Rising cotton prices and an improving supply and demand picture will not be enough to encourage producers to keep all of their cropland in cotton this spring. Instead, cotton producers are expected to slash 2013 acreage.
According to the National Cotton Council’s annual survey, as of January 1, U.S. cotton producers planned to plant 9.01 million acres of cotton this spring, a 26.8 percent drop from 2012 acreage.
The survey was taken before cotton prices staged a 10% price advance, which means actual acres could increase somewhat, says John Robinson, agricultural economist at Texas A&M University. He expects actual planted acreage to be higher at 9.3 million to 9.4 million acres if drought conditions persist in Texas and Oklahoma.
"Cotton prices need to rise a lot further before producers in the Mid-South can justify planting cotton rather than corn and soybeans," says Robinson. December futures would need to be in the mid-90-cent range for Mid-South producers to choose cotton over corn or soybeans.
However, for producers in Texas, where it is much drier, cotton prices in the mid-80-cent range will encourage cotton acreage. Robinson expects new-crop cotton prices (December futures) to range between about 70 and 97 cents per pound.
USDA is becoming more bullish on cotton. According to the department’s latest World Agricultural Supply and Demand Estimates (WASDE), USDA expects 2012-13 exports to pick up, which could help to lower ending stocks to 4.5 million bales. USDA estimates the marketing-year average price received by producers at 69-73 cents per pound, an increase of 3 cents on the low end and 2 cents on the high end of the range.
USDA left U.S. cotton production and domestic mill use unchanged but raised exports slightly to 12.5 million bales, due mainly to more buying activity from China.
China’s Cotton Hoard
China continues to build its cotton supplies both through increased production and imports. USDA increased China’s projected imports by 1.5 million bales to 14 million bales but left world ending stocks virtually unchanged at 81.9 million bales. However, the department also raised China’s projected ending stocks by 2 million bales to 42.6 million. That means China now holds an estimated 52 percent of world’s cotton stocks—most of it owned by the government.

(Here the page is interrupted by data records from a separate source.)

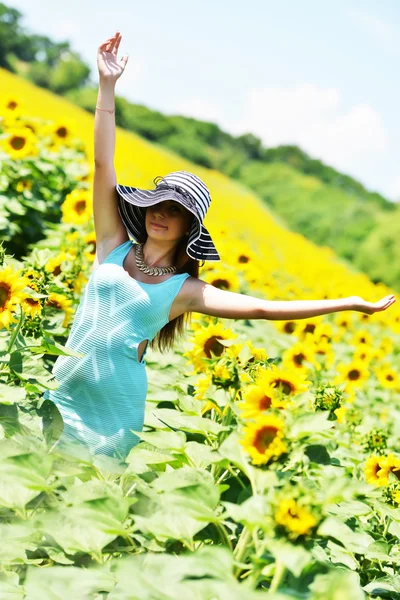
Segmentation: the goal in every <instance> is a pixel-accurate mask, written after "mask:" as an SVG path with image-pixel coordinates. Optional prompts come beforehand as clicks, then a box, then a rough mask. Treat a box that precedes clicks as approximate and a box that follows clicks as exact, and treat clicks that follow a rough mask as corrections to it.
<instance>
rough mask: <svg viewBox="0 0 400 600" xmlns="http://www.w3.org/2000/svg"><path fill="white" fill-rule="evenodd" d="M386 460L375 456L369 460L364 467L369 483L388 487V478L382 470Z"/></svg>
mask: <svg viewBox="0 0 400 600" xmlns="http://www.w3.org/2000/svg"><path fill="white" fill-rule="evenodd" d="M384 459H385V457H383V456H376V455H375V454H374V455H373V456H371V457H370V458H369V459H368V460H367V462H366V463H365V467H364V475H365V479H366V480H367V482H368V483H371V484H373V485H376V486H378V487H382V486H384V485H387V483H388V478H387V475H385V474H384V472H383V470H382V465H383V461H384Z"/></svg>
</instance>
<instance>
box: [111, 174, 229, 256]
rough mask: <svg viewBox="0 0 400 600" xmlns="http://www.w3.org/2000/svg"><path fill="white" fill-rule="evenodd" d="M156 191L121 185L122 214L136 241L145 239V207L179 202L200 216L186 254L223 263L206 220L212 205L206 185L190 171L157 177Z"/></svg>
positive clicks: (190, 255) (192, 212)
mask: <svg viewBox="0 0 400 600" xmlns="http://www.w3.org/2000/svg"><path fill="white" fill-rule="evenodd" d="M153 181H154V184H155V186H156V187H155V189H154V190H141V189H139V188H134V187H130V186H128V185H120V184H117V186H116V189H117V192H118V211H119V214H120V217H121V219H122V222H123V223H124V225H125V227H126V229H127V231H128V232H129V233H130V234H131V236H132V237H133V238H135V239H136V240H137V239H142V238H143V234H144V233H145V232H146V225H145V214H146V212H145V208H146V207H147V206H152V205H153V204H158V203H159V202H162V201H163V200H176V202H179V203H180V204H182V206H184V207H185V208H187V210H189V211H190V212H191V213H193V214H194V216H195V217H196V218H195V219H193V223H192V227H191V230H190V233H189V238H188V243H187V246H186V253H187V254H188V255H189V256H190V257H191V258H194V259H195V260H221V259H220V256H219V254H218V252H217V249H216V247H215V245H214V242H213V241H212V239H211V236H210V234H209V232H208V230H207V229H206V228H205V227H204V225H203V219H204V217H205V215H206V212H207V210H208V208H209V206H210V203H211V195H210V192H209V190H208V188H207V186H206V185H205V183H204V182H203V181H202V180H201V179H200V178H199V177H197V175H193V173H189V172H188V171H174V172H173V173H168V175H165V177H161V176H158V177H155V178H154V180H153Z"/></svg>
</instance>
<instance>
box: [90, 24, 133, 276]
mask: <svg viewBox="0 0 400 600" xmlns="http://www.w3.org/2000/svg"><path fill="white" fill-rule="evenodd" d="M120 40H121V35H120V34H119V32H116V34H115V35H114V36H112V37H111V38H109V39H108V40H106V41H105V42H103V43H102V44H100V46H99V48H98V51H97V64H98V68H99V92H98V97H97V104H96V111H95V117H94V162H95V170H94V181H93V217H94V228H95V232H96V260H95V263H94V268H96V265H97V264H98V263H99V262H102V260H103V259H104V257H105V256H107V255H108V254H109V253H110V252H111V250H113V249H114V248H115V247H116V246H118V245H120V244H122V243H123V242H125V241H127V240H128V239H129V236H128V234H127V232H126V229H125V226H124V224H123V223H122V220H121V217H120V216H119V212H118V198H117V191H116V189H115V186H116V184H117V178H116V174H115V169H114V152H115V112H114V111H115V97H114V93H115V84H116V81H117V79H118V77H120V75H121V74H122V73H123V71H124V68H125V65H126V60H124V58H125V57H123V58H122V59H121V61H120V62H118V61H117V52H118V47H119V43H120Z"/></svg>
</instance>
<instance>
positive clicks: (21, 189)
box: [15, 179, 33, 194]
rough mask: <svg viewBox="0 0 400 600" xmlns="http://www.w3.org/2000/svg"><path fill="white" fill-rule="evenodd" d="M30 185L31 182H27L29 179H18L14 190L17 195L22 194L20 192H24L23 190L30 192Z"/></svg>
mask: <svg viewBox="0 0 400 600" xmlns="http://www.w3.org/2000/svg"><path fill="white" fill-rule="evenodd" d="M32 185H33V184H32V181H29V179H20V180H19V181H18V182H17V185H16V186H15V189H16V190H17V192H18V193H20V194H22V192H24V191H25V190H28V191H30V190H31V189H32Z"/></svg>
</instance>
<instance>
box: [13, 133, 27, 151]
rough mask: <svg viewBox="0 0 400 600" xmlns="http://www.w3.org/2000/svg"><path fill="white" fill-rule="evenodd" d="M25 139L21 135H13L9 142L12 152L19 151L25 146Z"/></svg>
mask: <svg viewBox="0 0 400 600" xmlns="http://www.w3.org/2000/svg"><path fill="white" fill-rule="evenodd" d="M25 142H26V139H25V138H24V137H22V136H21V135H14V136H13V138H12V140H11V146H12V148H13V149H14V150H21V148H23V147H24V146H25Z"/></svg>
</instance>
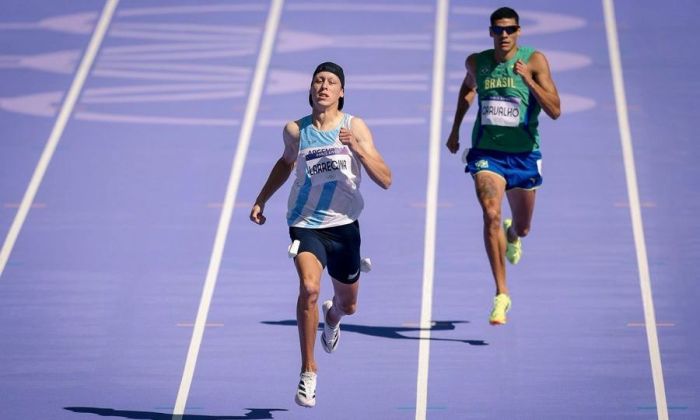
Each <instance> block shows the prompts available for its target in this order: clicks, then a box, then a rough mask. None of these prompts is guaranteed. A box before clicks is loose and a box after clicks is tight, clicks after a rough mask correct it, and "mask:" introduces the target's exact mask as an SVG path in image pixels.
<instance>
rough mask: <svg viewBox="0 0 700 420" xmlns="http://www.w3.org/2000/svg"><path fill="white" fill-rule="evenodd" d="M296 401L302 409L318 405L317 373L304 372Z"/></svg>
mask: <svg viewBox="0 0 700 420" xmlns="http://www.w3.org/2000/svg"><path fill="white" fill-rule="evenodd" d="M294 401H295V402H296V403H297V404H299V405H300V406H302V407H309V408H311V407H313V406H315V405H316V373H314V372H302V374H301V375H300V376H299V386H297V395H295V396H294Z"/></svg>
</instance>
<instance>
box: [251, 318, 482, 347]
mask: <svg viewBox="0 0 700 420" xmlns="http://www.w3.org/2000/svg"><path fill="white" fill-rule="evenodd" d="M467 322H469V321H433V322H432V325H431V327H430V328H429V330H430V331H431V332H432V331H450V330H454V329H455V328H456V327H455V324H462V323H467ZM262 323H263V324H267V325H284V326H296V325H297V322H296V320H293V319H287V320H283V321H262ZM321 329H323V323H322V322H320V323H319V330H321ZM422 329H423V328H420V327H418V326H416V327H379V326H370V325H356V324H345V323H342V322H341V324H340V330H341V331H348V332H354V333H358V334H364V335H371V336H373V337H382V338H393V339H402V340H420V339H421V338H420V337H411V336H407V335H403V334H401V333H405V332H410V331H421V330H422ZM430 340H431V341H455V342H458V343H467V344H471V345H472V346H487V345H488V343H486V342H485V341H484V340H459V339H456V338H440V337H432V336H431V337H430Z"/></svg>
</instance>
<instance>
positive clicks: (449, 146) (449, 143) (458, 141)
mask: <svg viewBox="0 0 700 420" xmlns="http://www.w3.org/2000/svg"><path fill="white" fill-rule="evenodd" d="M446 146H447V149H448V150H449V151H450V152H451V153H452V154H454V153H457V152H459V134H457V133H450V137H448V138H447V143H446Z"/></svg>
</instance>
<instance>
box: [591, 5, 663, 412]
mask: <svg viewBox="0 0 700 420" xmlns="http://www.w3.org/2000/svg"><path fill="white" fill-rule="evenodd" d="M603 11H604V14H605V31H606V33H607V38H608V51H609V53H610V67H611V70H612V78H613V87H614V91H615V104H616V109H617V123H618V125H619V129H620V142H621V143H622V156H623V159H624V164H625V178H626V180H627V195H628V201H629V206H630V216H631V219H632V230H633V233H634V243H635V249H636V251H637V267H638V270H639V286H640V289H641V294H642V304H643V307H644V322H645V324H646V333H647V346H648V347H649V359H650V363H651V372H652V377H653V380H654V394H655V396H656V414H657V416H658V418H659V419H661V420H667V419H668V407H667V403H666V388H665V386H664V376H663V369H662V366H661V353H660V351H659V339H658V336H657V331H656V315H655V314H654V299H653V296H652V291H651V279H650V274H649V262H648V259H647V250H646V243H645V240H644V226H643V224H642V212H641V209H640V201H639V190H638V187H637V174H636V170H635V165H634V150H633V148H632V135H631V131H630V126H629V118H628V115H627V99H626V95H625V85H624V78H623V76H622V60H621V59H620V47H619V42H618V38H617V24H616V21H615V5H614V4H613V0H603Z"/></svg>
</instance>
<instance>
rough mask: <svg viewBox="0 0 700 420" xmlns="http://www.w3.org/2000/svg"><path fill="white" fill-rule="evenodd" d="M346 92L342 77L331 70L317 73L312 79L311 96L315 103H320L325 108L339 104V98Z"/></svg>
mask: <svg viewBox="0 0 700 420" xmlns="http://www.w3.org/2000/svg"><path fill="white" fill-rule="evenodd" d="M344 94H345V93H344V91H343V87H342V85H341V83H340V79H339V78H338V76H336V75H335V74H333V73H331V72H329V71H321V72H318V73H316V75H315V76H314V79H313V80H312V81H311V98H312V101H313V103H314V104H315V105H320V106H321V107H323V108H327V107H330V106H331V105H333V104H335V105H336V106H338V100H339V99H340V98H342V97H343V95H344Z"/></svg>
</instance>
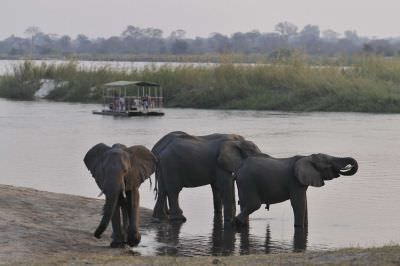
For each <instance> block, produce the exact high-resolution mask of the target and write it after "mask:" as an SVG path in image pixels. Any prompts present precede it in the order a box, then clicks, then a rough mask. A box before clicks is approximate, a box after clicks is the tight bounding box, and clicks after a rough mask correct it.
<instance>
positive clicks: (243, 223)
mask: <svg viewBox="0 0 400 266" xmlns="http://www.w3.org/2000/svg"><path fill="white" fill-rule="evenodd" d="M233 224H235V225H236V226H237V227H247V226H249V219H245V220H241V219H240V218H239V217H237V216H236V217H235V219H233Z"/></svg>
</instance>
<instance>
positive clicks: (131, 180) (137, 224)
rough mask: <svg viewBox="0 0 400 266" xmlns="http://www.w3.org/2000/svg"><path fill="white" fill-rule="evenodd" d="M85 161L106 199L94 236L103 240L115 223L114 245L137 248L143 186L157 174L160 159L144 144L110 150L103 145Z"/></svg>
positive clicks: (103, 144)
mask: <svg viewBox="0 0 400 266" xmlns="http://www.w3.org/2000/svg"><path fill="white" fill-rule="evenodd" d="M83 160H84V162H85V165H86V167H87V168H88V169H89V171H90V172H91V174H92V176H93V177H94V179H95V181H96V183H97V185H98V186H99V188H100V190H101V191H102V193H104V194H105V197H106V202H105V205H104V213H103V218H102V220H101V222H100V224H99V226H98V227H97V229H96V231H95V233H94V236H95V237H96V238H100V237H101V234H102V233H103V232H104V230H105V229H106V228H107V226H108V224H109V222H110V220H111V223H112V229H113V235H112V237H113V241H112V242H111V244H110V246H111V247H124V245H125V243H128V245H129V246H136V245H137V244H139V242H140V233H139V228H138V227H139V186H140V184H141V183H143V182H144V181H145V180H146V179H147V178H149V177H150V175H151V174H152V173H154V171H155V168H156V163H157V159H156V157H155V156H154V155H153V154H152V153H151V152H150V151H149V150H148V149H147V148H146V147H144V146H140V145H137V146H132V147H126V146H124V145H122V144H114V145H113V146H112V147H109V146H107V145H105V144H103V143H99V144H97V145H95V146H94V147H92V148H91V149H90V150H89V151H88V152H87V153H86V156H85V158H84V159H83ZM121 211H122V220H123V224H121Z"/></svg>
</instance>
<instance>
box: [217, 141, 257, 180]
mask: <svg viewBox="0 0 400 266" xmlns="http://www.w3.org/2000/svg"><path fill="white" fill-rule="evenodd" d="M258 153H261V151H260V150H259V149H258V147H257V146H256V145H255V144H254V143H253V142H251V141H247V140H242V141H226V142H225V143H224V144H222V146H221V149H220V152H219V155H218V158H217V163H218V165H219V166H220V167H221V168H222V169H225V170H227V171H229V172H232V173H233V172H236V170H237V169H239V167H240V166H241V164H242V162H243V160H244V159H245V158H247V157H249V156H251V155H255V154H258Z"/></svg>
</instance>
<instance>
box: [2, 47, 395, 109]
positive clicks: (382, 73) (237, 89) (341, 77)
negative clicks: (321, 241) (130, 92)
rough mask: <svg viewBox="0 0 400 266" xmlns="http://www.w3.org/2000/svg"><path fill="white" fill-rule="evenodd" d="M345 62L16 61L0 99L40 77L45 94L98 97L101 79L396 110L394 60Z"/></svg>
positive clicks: (98, 97) (63, 96)
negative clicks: (233, 62) (209, 62)
mask: <svg viewBox="0 0 400 266" xmlns="http://www.w3.org/2000/svg"><path fill="white" fill-rule="evenodd" d="M346 61H347V62H350V61H351V62H353V63H352V65H350V66H347V67H340V66H338V65H320V66H316V65H311V64H309V61H308V60H306V59H305V58H304V57H303V56H301V55H297V56H292V57H290V58H288V59H285V60H280V61H278V62H276V63H275V64H256V65H246V64H232V63H224V64H217V65H214V66H208V67H206V66H191V65H182V66H178V67H171V66H168V65H166V66H162V67H160V68H151V67H148V68H144V69H138V70H133V71H129V72H128V71H116V70H112V69H110V68H107V67H104V68H95V69H93V70H84V69H81V68H79V67H78V66H77V64H76V63H74V62H70V63H67V64H62V65H54V64H50V65H49V64H44V63H43V64H41V65H35V64H33V63H32V62H30V61H25V63H23V64H20V65H16V66H15V67H14V72H13V73H9V74H6V75H5V76H3V77H0V97H5V98H12V99H28V100H29V99H33V98H34V93H35V91H37V90H38V89H39V88H40V86H41V82H42V81H41V80H42V79H52V80H55V81H56V82H58V84H59V86H57V87H56V89H55V90H53V91H52V92H51V93H50V94H49V95H48V96H47V99H49V100H56V101H75V102H99V103H100V102H101V95H102V90H101V85H102V84H104V83H107V82H111V81H115V80H146V81H152V82H157V83H160V84H161V85H162V86H163V88H164V90H163V91H164V97H165V104H166V106H169V107H194V108H214V109H215V108H221V109H255V110H283V111H354V112H376V113H383V112H384V113H390V112H395V113H400V75H399V73H400V59H398V58H391V59H388V58H384V57H381V56H360V57H353V58H351V60H350V59H348V60H346Z"/></svg>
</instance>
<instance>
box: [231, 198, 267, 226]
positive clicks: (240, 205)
mask: <svg viewBox="0 0 400 266" xmlns="http://www.w3.org/2000/svg"><path fill="white" fill-rule="evenodd" d="M261 204H262V202H261V200H260V199H258V197H257V198H256V197H254V198H253V199H249V200H248V201H243V202H242V200H240V213H239V214H238V215H237V216H236V217H235V224H236V225H237V226H248V225H249V215H250V214H252V213H253V212H255V211H256V210H258V209H259V208H260V207H261Z"/></svg>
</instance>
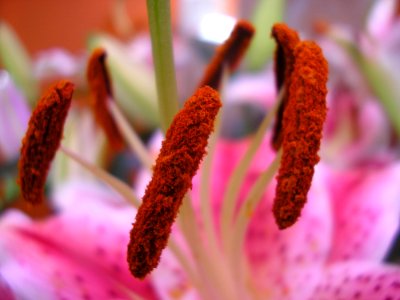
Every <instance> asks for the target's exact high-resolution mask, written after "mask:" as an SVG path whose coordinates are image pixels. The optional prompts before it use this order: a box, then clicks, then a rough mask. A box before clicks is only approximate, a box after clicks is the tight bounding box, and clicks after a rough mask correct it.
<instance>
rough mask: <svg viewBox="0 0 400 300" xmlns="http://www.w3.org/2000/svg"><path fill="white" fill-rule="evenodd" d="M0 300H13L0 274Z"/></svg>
mask: <svg viewBox="0 0 400 300" xmlns="http://www.w3.org/2000/svg"><path fill="white" fill-rule="evenodd" d="M0 299H3V300H15V297H14V294H13V292H12V290H11V288H10V286H9V285H8V283H7V282H6V281H5V280H4V278H3V277H2V276H1V274H0Z"/></svg>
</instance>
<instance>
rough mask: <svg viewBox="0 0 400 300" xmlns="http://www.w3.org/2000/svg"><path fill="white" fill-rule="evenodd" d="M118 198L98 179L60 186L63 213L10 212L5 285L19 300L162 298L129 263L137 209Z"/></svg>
mask: <svg viewBox="0 0 400 300" xmlns="http://www.w3.org/2000/svg"><path fill="white" fill-rule="evenodd" d="M116 199H117V200H118V197H117V198H116V197H115V194H112V193H110V192H107V191H105V190H104V188H102V187H101V186H99V185H97V184H94V183H88V182H85V183H84V182H80V183H70V184H68V185H66V186H63V187H59V189H58V190H57V193H56V195H55V199H54V200H55V201H56V202H57V203H59V206H60V207H62V212H60V213H59V214H57V215H54V216H52V217H49V218H47V219H45V220H40V221H33V220H31V219H29V218H28V217H27V216H25V215H23V214H22V213H20V212H17V211H13V210H10V211H8V212H6V213H5V214H4V215H3V216H2V217H1V222H0V232H1V239H0V248H1V255H0V274H1V277H0V278H1V279H2V280H3V281H4V282H5V283H7V285H4V286H5V287H7V286H8V287H9V288H10V289H11V291H12V293H13V294H14V296H15V298H16V299H49V300H50V299H71V300H72V299H157V297H156V294H155V292H154V290H153V287H152V285H151V282H150V281H149V280H145V281H139V280H136V279H134V278H132V276H131V275H130V273H129V270H128V268H127V266H126V258H125V248H126V244H127V243H128V239H129V227H130V222H131V221H132V215H134V213H135V212H134V209H133V208H131V207H129V206H127V205H126V204H125V203H124V202H122V203H121V202H118V201H117V200H116ZM66 201H68V202H69V203H68V205H64V206H63V203H65V202H66ZM0 282H1V281H0ZM3 284H4V283H3ZM0 287H1V285H0ZM1 292H2V290H1V288H0V293H1ZM0 295H3V294H0ZM139 296H140V298H139ZM1 299H13V298H12V297H11V298H10V297H9V298H6V297H3V296H2V297H1Z"/></svg>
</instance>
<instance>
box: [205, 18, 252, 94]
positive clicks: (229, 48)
mask: <svg viewBox="0 0 400 300" xmlns="http://www.w3.org/2000/svg"><path fill="white" fill-rule="evenodd" d="M254 30H255V29H254V27H253V25H251V24H250V23H249V22H247V21H245V20H239V21H238V22H237V23H236V25H235V27H234V29H233V31H232V33H231V35H230V36H229V38H228V39H227V40H226V41H225V42H224V43H223V44H222V45H221V46H219V47H218V48H217V49H216V51H215V54H214V57H213V58H212V60H211V62H210V63H209V64H208V66H207V69H206V70H205V73H204V76H203V78H202V80H201V81H200V82H201V83H200V85H199V87H202V86H205V85H208V86H210V87H212V88H213V89H216V90H218V88H219V85H220V83H221V79H222V72H223V70H224V66H227V67H228V69H229V70H230V71H234V70H235V69H236V68H237V67H238V65H239V63H240V60H241V59H242V57H243V55H244V53H245V52H246V50H247V48H248V47H249V45H250V41H251V39H252V37H253V35H254Z"/></svg>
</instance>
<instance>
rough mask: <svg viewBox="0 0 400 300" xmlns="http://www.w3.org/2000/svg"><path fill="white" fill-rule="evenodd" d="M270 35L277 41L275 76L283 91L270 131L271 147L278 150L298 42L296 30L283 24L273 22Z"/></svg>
mask: <svg viewBox="0 0 400 300" xmlns="http://www.w3.org/2000/svg"><path fill="white" fill-rule="evenodd" d="M272 36H273V38H274V39H275V41H276V43H277V49H276V52H275V75H276V76H275V77H276V84H277V89H278V91H279V90H280V89H281V88H282V87H283V88H285V89H286V90H285V92H284V95H283V98H282V102H281V103H280V105H279V107H278V112H277V116H276V120H275V126H274V129H273V133H272V147H273V148H274V149H275V150H278V149H279V148H280V147H281V144H282V118H283V112H284V110H285V107H286V104H287V101H288V98H289V93H290V91H289V90H288V86H289V84H290V78H291V75H292V72H293V65H294V54H293V51H294V48H295V47H296V45H297V44H298V43H299V42H300V39H299V36H298V34H297V32H296V31H294V30H293V29H291V28H289V27H288V26H287V25H285V24H275V25H274V27H273V28H272Z"/></svg>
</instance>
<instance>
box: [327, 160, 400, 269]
mask: <svg viewBox="0 0 400 300" xmlns="http://www.w3.org/2000/svg"><path fill="white" fill-rule="evenodd" d="M399 180H400V164H399V163H396V164H391V165H386V166H380V167H379V166H377V167H368V166H366V167H362V168H358V169H354V170H352V171H342V172H341V171H338V172H336V173H334V174H332V176H331V177H330V178H329V182H330V190H331V194H332V197H333V203H332V205H333V210H334V215H335V232H334V236H333V248H332V250H331V255H330V260H331V261H339V260H343V259H344V260H349V259H367V260H378V261H379V260H381V259H382V258H383V257H384V255H385V254H386V252H387V250H388V248H389V246H390V244H391V242H392V241H393V238H394V236H395V234H396V232H397V230H398V227H399V214H400V202H399V201H398V199H399V198H400V186H399V184H398V182H399Z"/></svg>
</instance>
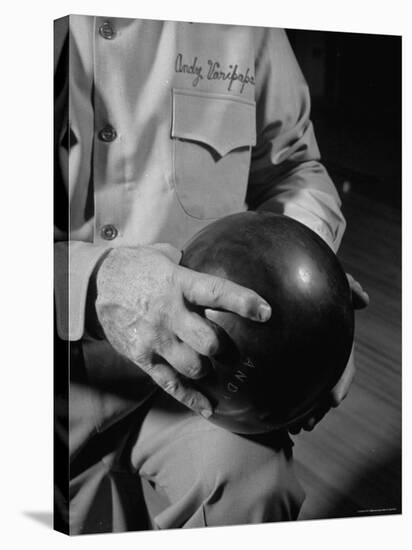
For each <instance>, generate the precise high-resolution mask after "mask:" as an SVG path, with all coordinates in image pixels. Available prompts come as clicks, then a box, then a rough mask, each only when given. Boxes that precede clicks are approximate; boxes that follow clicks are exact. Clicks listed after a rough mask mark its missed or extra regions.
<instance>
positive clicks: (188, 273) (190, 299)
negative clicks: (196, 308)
mask: <svg viewBox="0 0 412 550" xmlns="http://www.w3.org/2000/svg"><path fill="white" fill-rule="evenodd" d="M180 270H181V271H180V277H181V282H182V289H183V294H184V296H185V298H186V299H187V300H188V301H189V302H190V303H192V304H195V305H198V306H202V307H209V308H212V309H223V310H226V311H231V312H233V313H237V314H238V315H241V316H242V317H247V318H249V319H251V320H253V321H259V322H265V321H268V320H269V318H270V316H271V308H270V305H269V304H268V303H267V302H266V301H265V300H263V298H261V297H260V296H259V295H258V294H256V292H254V291H253V290H250V289H248V288H245V287H242V286H241V285H238V284H236V283H232V282H231V281H227V280H226V279H222V278H221V277H215V276H214V275H206V274H204V273H198V272H195V271H191V270H189V269H187V268H184V267H181V268H180Z"/></svg>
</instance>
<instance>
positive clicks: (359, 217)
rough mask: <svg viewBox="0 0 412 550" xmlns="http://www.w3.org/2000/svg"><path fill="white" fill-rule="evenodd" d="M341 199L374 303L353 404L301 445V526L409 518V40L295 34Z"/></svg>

China produces about 32 million bales of cotton and uses about 37 million bales each year, says Robinson. Thus, China holds more than eight times its annual deficit of 5 million bales of cotton.
The market distortion caused by China’s huge stocks worries Robinson and others. "China is a wild card and a risk—mostly to the downside," Robinson says. In January China started to trickle out some of its cotton reserves, but the amount was low enough that the market impact was minimal.
"China is keeping acres in cotton," Robinson adds. "Without the high cotton support price in China, growers would plant other crops." If China’s policy on cotton shifts, the impact could be felt not only in the world cotton market but also in the corn and soybean markets if Chinese growers shift to those crops.